Hal tersebut disampaikan dalam aksi simbolik yang digelar ratusan mahasiswa BEM SI Jawa Timur di Gedung Negara Grahadi, Surabaya, Senin, (31/8/2026).
Presiden BEM Universitas Airlangga (Unair) M. Rizqi Senja mengatakan, aksi tersebut tidak dimaksudkan sebagai pengerahan massa dalam jumlah besar. Menurutnya, kegiatan itu menjadi ruang refleksi mahasiswa untuk menyuarakan kondisi masyarakat sekaligus mengingatkan pemerintah terhadap berbagai persoalan yang masih terjadi.

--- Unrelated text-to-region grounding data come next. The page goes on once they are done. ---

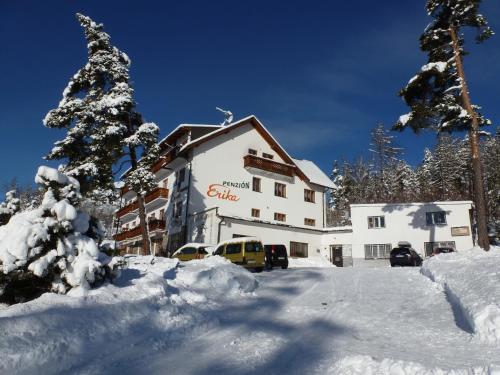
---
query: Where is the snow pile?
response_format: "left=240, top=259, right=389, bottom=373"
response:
left=330, top=355, right=498, bottom=374
left=288, top=256, right=334, bottom=268
left=421, top=247, right=500, bottom=343
left=0, top=255, right=258, bottom=374
left=174, top=256, right=258, bottom=296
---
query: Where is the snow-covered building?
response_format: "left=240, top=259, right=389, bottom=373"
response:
left=114, top=116, right=475, bottom=266
left=322, top=201, right=474, bottom=266
left=114, top=116, right=336, bottom=256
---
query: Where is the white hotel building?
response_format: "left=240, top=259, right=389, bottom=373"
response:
left=114, top=116, right=474, bottom=266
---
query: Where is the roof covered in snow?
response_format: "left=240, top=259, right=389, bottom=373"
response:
left=292, top=159, right=336, bottom=189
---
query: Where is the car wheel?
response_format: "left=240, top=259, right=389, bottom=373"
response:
left=255, top=267, right=264, bottom=273
left=282, top=263, right=288, bottom=269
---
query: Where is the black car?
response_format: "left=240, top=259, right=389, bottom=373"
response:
left=264, top=244, right=289, bottom=269
left=390, top=247, right=423, bottom=267
left=431, top=247, right=455, bottom=256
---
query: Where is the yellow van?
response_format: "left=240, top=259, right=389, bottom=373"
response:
left=213, top=237, right=265, bottom=271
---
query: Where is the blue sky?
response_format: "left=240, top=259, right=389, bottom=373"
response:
left=1, top=0, right=499, bottom=186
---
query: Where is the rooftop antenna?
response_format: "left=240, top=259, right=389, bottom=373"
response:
left=216, top=107, right=233, bottom=126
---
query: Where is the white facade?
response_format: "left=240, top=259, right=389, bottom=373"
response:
left=348, top=202, right=474, bottom=260
left=114, top=116, right=475, bottom=266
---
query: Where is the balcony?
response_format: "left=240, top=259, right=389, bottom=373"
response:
left=243, top=154, right=295, bottom=177
left=113, top=219, right=166, bottom=242
left=152, top=152, right=175, bottom=173
left=116, top=187, right=169, bottom=218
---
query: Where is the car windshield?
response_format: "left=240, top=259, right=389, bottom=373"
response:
left=181, top=247, right=197, bottom=254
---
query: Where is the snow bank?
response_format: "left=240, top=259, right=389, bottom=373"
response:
left=330, top=355, right=499, bottom=375
left=0, top=256, right=258, bottom=374
left=421, top=247, right=500, bottom=343
left=288, top=256, right=334, bottom=268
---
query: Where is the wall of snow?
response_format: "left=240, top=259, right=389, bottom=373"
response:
left=421, top=247, right=500, bottom=343
left=0, top=255, right=258, bottom=374
left=330, top=355, right=499, bottom=375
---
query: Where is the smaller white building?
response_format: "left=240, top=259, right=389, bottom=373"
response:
left=321, top=201, right=474, bottom=266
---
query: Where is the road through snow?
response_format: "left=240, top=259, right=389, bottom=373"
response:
left=125, top=267, right=499, bottom=374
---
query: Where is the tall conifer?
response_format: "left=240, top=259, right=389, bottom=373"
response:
left=395, top=0, right=493, bottom=249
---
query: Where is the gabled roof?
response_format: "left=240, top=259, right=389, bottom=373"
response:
left=293, top=159, right=336, bottom=189
left=158, top=124, right=222, bottom=151
left=177, top=115, right=333, bottom=189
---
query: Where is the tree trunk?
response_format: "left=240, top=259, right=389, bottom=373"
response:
left=128, top=145, right=151, bottom=256
left=450, top=26, right=490, bottom=251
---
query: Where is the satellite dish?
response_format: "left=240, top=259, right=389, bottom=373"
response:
left=216, top=107, right=233, bottom=126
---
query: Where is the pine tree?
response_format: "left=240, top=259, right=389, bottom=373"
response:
left=395, top=0, right=493, bottom=250
left=44, top=14, right=159, bottom=255
left=0, top=190, right=20, bottom=225
left=0, top=167, right=122, bottom=304
left=329, top=161, right=351, bottom=226
left=369, top=124, right=403, bottom=200
left=482, top=128, right=500, bottom=235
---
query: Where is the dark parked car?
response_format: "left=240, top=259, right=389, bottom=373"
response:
left=390, top=247, right=423, bottom=267
left=264, top=244, right=289, bottom=269
left=431, top=247, right=455, bottom=256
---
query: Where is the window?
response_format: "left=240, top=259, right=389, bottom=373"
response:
left=159, top=209, right=165, bottom=219
left=364, top=244, right=391, bottom=259
left=245, top=242, right=263, bottom=253
left=214, top=245, right=224, bottom=256
left=226, top=243, right=242, bottom=254
left=304, top=189, right=315, bottom=203
left=424, top=241, right=456, bottom=256
left=274, top=212, right=286, bottom=222
left=252, top=177, right=261, bottom=192
left=262, top=153, right=274, bottom=159
left=275, top=183, right=286, bottom=198
left=368, top=216, right=385, bottom=229
left=248, top=148, right=257, bottom=156
left=162, top=179, right=168, bottom=188
left=176, top=168, right=186, bottom=188
left=173, top=200, right=182, bottom=218
left=181, top=247, right=197, bottom=255
left=251, top=208, right=260, bottom=218
left=426, top=211, right=447, bottom=225
left=304, top=218, right=316, bottom=226
left=290, top=242, right=308, bottom=257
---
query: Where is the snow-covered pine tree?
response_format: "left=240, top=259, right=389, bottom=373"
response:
left=482, top=128, right=500, bottom=235
left=328, top=161, right=351, bottom=226
left=395, top=0, right=493, bottom=250
left=0, top=166, right=122, bottom=304
left=0, top=190, right=20, bottom=226
left=44, top=14, right=159, bottom=255
left=369, top=124, right=403, bottom=200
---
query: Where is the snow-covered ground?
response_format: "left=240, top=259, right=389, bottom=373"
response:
left=1, top=251, right=500, bottom=374
left=422, top=246, right=500, bottom=343
left=288, top=255, right=334, bottom=268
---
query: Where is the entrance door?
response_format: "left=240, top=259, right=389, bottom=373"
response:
left=330, top=245, right=343, bottom=267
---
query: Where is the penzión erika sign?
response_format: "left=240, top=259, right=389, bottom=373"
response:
left=206, top=181, right=250, bottom=202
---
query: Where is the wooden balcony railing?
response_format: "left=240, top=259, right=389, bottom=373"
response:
left=243, top=154, right=295, bottom=177
left=116, top=187, right=169, bottom=218
left=113, top=219, right=166, bottom=241
left=152, top=152, right=175, bottom=173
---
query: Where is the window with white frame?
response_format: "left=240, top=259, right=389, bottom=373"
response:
left=364, top=244, right=391, bottom=259
left=368, top=216, right=385, bottom=229
left=275, top=182, right=286, bottom=198
left=426, top=211, right=447, bottom=225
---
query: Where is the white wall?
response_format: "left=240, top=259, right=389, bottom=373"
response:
left=349, top=201, right=474, bottom=259
left=188, top=123, right=326, bottom=229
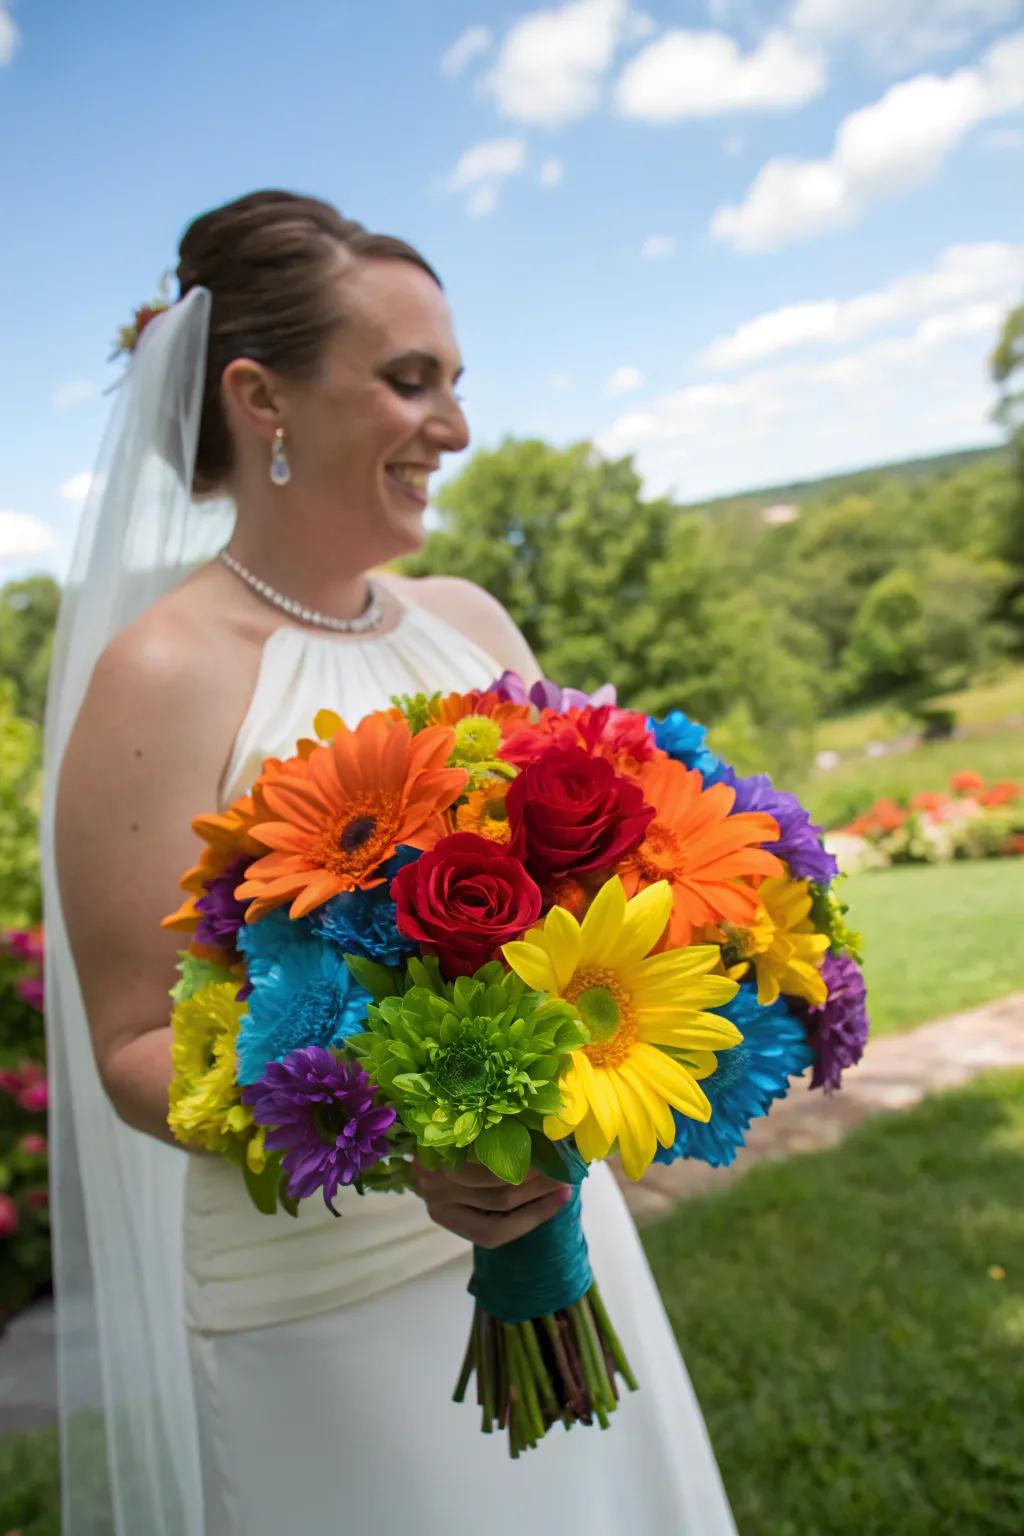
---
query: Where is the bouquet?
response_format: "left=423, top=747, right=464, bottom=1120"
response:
left=162, top=672, right=869, bottom=1456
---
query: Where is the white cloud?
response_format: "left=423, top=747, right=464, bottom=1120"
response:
left=479, top=0, right=647, bottom=128
left=615, top=28, right=825, bottom=121
left=712, top=30, right=1024, bottom=251
left=0, top=512, right=57, bottom=561
left=52, top=379, right=98, bottom=411
left=702, top=241, right=1024, bottom=368
left=596, top=302, right=1006, bottom=500
left=640, top=234, right=677, bottom=259
left=441, top=25, right=493, bottom=76
left=60, top=471, right=96, bottom=503
left=790, top=0, right=1021, bottom=69
left=539, top=157, right=565, bottom=186
left=0, top=3, right=18, bottom=65
left=606, top=364, right=644, bottom=396
left=446, top=138, right=526, bottom=216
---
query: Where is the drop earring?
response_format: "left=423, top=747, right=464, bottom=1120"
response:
left=269, top=427, right=291, bottom=487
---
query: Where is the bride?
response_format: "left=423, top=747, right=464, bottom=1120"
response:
left=43, top=189, right=739, bottom=1534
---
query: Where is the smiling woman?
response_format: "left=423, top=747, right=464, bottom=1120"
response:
left=43, top=189, right=740, bottom=1536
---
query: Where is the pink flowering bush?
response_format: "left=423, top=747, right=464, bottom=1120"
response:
left=0, top=925, right=50, bottom=1329
left=825, top=774, right=1024, bottom=874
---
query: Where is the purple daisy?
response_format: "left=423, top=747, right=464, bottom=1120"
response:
left=195, top=853, right=252, bottom=951
left=800, top=952, right=870, bottom=1093
left=718, top=766, right=838, bottom=885
left=242, top=1047, right=396, bottom=1213
left=489, top=668, right=617, bottom=714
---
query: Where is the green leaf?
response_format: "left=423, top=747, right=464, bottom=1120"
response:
left=243, top=1156, right=281, bottom=1216
left=343, top=954, right=399, bottom=1000
left=277, top=1169, right=299, bottom=1218
left=529, top=1130, right=574, bottom=1184
left=475, top=1118, right=531, bottom=1185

“Kalau untuk tuntutannya teman-teman sebetulnya ini lebih kepada seruan aksi simbolik. Jadi memang tujuan dari aksi ini bukan aksi massa, tetapi tujuannya adalah aksi untuk merefleksikan kondisi bangsa hari ini,” kata Rizqi, dikutip dari jawapos.com, Selasa, (1/9/2026).
Dalam aksinya, mahasiswa menyoroti kebijakan pemerintah yang masih mengalokasikan anggaran untuk sejumlah program besar, di antaranya Makan Bergizi Gratis (MBG) dan Koperasi Desa Merah Putih (KDMP).